Tax Plan Takes Aim at (non-carbon) Energy

November 21, 2017

Still a moving target, but proposed tax “reform” will not only make the richest richer, (see above) it will take aim at disruptive new energy technologies, as well.

The goal: A lump of coal in everyone’s stocking.


The framework the White House proposed Sept. 27 “would disrupt the economics of clean energy projects as a consequence of making profound changes to the U.S. tax code,” according to a research report Monday from Daniel Shurey, an analyst with Bloomberg New Energy Finance.

Lower corporate tax rates would threaten the supply of tax equity, an esoteric type of financing that often accounts for half the cost or more of wind and solar projects. In these deals, renewable-energy developers sell portions of their projects’ tax credits to corporations — often banks and some insurance companies — that can apply the credits to their own tax bills. Lower tax rates for businesses would mean they need fewer write-offs.

“Will CFOs say this isn’t worth it and pull out of the market?” David Burton, a New York-based partner at Mayer Brown LLP, said in a phone interview.

Developers may raise about $12 billion in the tax-equity market this year, $7 billion for solar and $5 billion for wind, according to New Energy Finance. That would be down from about $14.8 billion last year.

Not everyone is concerned about the potential for disruption.

“2016 proved that there’s a tremendous amount of tax equity appetite for renewable-energy projects,” Jigar Shah, president and co-founder of Generate Capital Inc., said in a phone interview Wednesday. “Even if tax rates come down, there will be plenty of tax appetite for the foreseeable future. We have enough tax-equity buyers.’’

But if tax reform significantly reduces available tax-equity financing, chief financial officers might need to lean more on other — potentially pricier — sources of capital to make up the slack, Martin said.

Debt would be an obvious alternative. But some of the tax benefits of debt would be threatened if the deductibility of interest expense is revised, Shurey said. Power plants that are already financed may suffer if their deals include clauses on changes to the tax rate.

“If everything is priced according to the current tax rate, then your calculations don’t work,” Shurey said. “The economics of that project could be in trouble.”
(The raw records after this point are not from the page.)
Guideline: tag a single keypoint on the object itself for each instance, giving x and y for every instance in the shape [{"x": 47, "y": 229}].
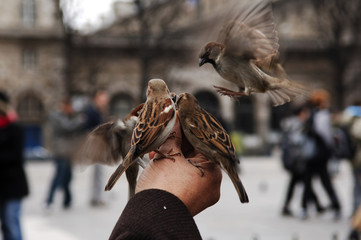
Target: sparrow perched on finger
[
  {"x": 209, "y": 138},
  {"x": 155, "y": 123},
  {"x": 246, "y": 53},
  {"x": 109, "y": 143}
]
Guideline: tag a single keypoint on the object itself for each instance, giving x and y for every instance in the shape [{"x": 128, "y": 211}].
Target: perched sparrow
[
  {"x": 209, "y": 138},
  {"x": 155, "y": 122},
  {"x": 109, "y": 143},
  {"x": 246, "y": 53}
]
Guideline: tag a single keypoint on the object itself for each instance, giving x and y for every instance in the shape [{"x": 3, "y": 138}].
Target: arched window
[
  {"x": 32, "y": 115},
  {"x": 28, "y": 12},
  {"x": 244, "y": 115},
  {"x": 120, "y": 105}
]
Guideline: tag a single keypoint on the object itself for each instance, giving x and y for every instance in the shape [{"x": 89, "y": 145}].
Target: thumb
[{"x": 174, "y": 141}]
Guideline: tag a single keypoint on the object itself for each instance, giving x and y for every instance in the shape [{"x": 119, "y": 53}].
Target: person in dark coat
[
  {"x": 169, "y": 194},
  {"x": 13, "y": 181}
]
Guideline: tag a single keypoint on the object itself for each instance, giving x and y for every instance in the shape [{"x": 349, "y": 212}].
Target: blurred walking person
[
  {"x": 66, "y": 126},
  {"x": 295, "y": 159},
  {"x": 94, "y": 116},
  {"x": 354, "y": 117},
  {"x": 321, "y": 125},
  {"x": 13, "y": 181}
]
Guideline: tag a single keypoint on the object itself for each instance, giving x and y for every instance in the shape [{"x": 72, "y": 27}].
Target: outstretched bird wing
[{"x": 251, "y": 34}]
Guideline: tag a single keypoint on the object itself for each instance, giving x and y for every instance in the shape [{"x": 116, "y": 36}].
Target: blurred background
[{"x": 55, "y": 48}]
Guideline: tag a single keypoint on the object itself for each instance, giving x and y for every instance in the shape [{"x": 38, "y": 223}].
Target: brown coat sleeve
[{"x": 155, "y": 214}]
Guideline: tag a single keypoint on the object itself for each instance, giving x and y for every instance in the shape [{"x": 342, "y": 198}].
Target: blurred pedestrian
[
  {"x": 321, "y": 126},
  {"x": 354, "y": 116},
  {"x": 66, "y": 126},
  {"x": 294, "y": 159},
  {"x": 13, "y": 181},
  {"x": 94, "y": 116}
]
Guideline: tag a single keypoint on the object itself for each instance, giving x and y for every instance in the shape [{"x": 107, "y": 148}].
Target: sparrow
[
  {"x": 155, "y": 123},
  {"x": 109, "y": 143},
  {"x": 209, "y": 138},
  {"x": 246, "y": 53}
]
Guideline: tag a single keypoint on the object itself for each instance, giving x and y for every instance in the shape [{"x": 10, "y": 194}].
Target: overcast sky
[{"x": 85, "y": 14}]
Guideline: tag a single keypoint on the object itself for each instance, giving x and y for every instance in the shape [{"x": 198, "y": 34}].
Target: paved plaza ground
[{"x": 264, "y": 180}]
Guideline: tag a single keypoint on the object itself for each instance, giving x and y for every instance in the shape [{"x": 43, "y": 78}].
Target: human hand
[{"x": 181, "y": 178}]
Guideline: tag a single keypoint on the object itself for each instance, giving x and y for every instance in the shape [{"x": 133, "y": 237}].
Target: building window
[
  {"x": 244, "y": 115},
  {"x": 29, "y": 58},
  {"x": 30, "y": 108},
  {"x": 28, "y": 12},
  {"x": 120, "y": 105}
]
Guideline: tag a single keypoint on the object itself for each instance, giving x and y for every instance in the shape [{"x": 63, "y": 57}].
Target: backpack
[
  {"x": 298, "y": 148},
  {"x": 344, "y": 147}
]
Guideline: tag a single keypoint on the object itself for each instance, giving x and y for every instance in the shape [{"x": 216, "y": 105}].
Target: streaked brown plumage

The federal investment tax credit for solar and production tax credit for wind have been key growth drivers, and some clean-energy executives are concerned that Congress may terminate them to boost revenue to offset a tax cut. They were extended or revived in 2015, but with step-downs over the next few years.


Republicans’ long-awaited tax bill, unveiled on Thursday, targets key renewable energy tax credits that have helped make clean energy a crucial high-wage job-creating sector in the United States.

The measure would slash the wind Production Tax Credit (PTC) by over a third, weaken the solar tax credit, and eliminate the $7,500 credit for the purchase of electric vehicles. The solar and wind credits were part of a major bipartisan deal reached in December 2015, in which the credits were extended for several years while being reduced or phased out over time.

“This proposal reneges on the tax reform deal that was already agreed to, and would impose a retroactive tax hike on an entire industry,” said American Wind Energy Association CEO Tom Kiernan in a statement. “The House proposal would pull the rug out from under 100,000 U.S. wind workers and 500 American factories, including some of the fastest growing jobs in the country.”

President Donald Trump called the tax bill, which he asserted will be enacted before years end, a “big, beautiful Christmas gift.” It is definitely a gift to the richest one percent of Americans, who get most of the tax cut. And it’s a big tax cut for the most powerful multinational corporations — as well as wealthy foreign investors.

But for the average American, it is a big lump of coal. Ninety-five percent of taxpayers would barely see their average after-tax incomes increase, as ThinkProgress’ Rebekah Entralgo has reported.

Washington Post:

Fortunately for the industry, the places best suited for onshore wind energy are concentrated in the Midwest and Great Plains — traditionally, rural strongholds for Republicans. Three GOP senators — Charles E. Grassley (Iowa), John Thune (S.D.) and Dean Heller (Nev.) — have come forward in opposition to altering the wind tax credits.

“It shouldn’t be re-opened,” Grassley said in a statement after the House bill was introduced. The tax proposal introduced in the Senate, and being debated on the Senate Finance Committee on which Grassley is a senior member, leaves the wind tax credits untouched.

Still, the specter of unwinding the tax breaks for wind has already spooked investors in the capital-intensive projects.

“The uncertainty with the House bill is freezing the deals that are underway,” said Tom Kiernan, chief executive of the utility wind lobbying group American Wind Energy Association.

Even though the Senate seems unlikely to slash the wind tax breaks, the incentives could end up being a horse that’s traded in conference as the two chambers hammer out the difference in their proposals — should the tax overhaul ever get to that stage.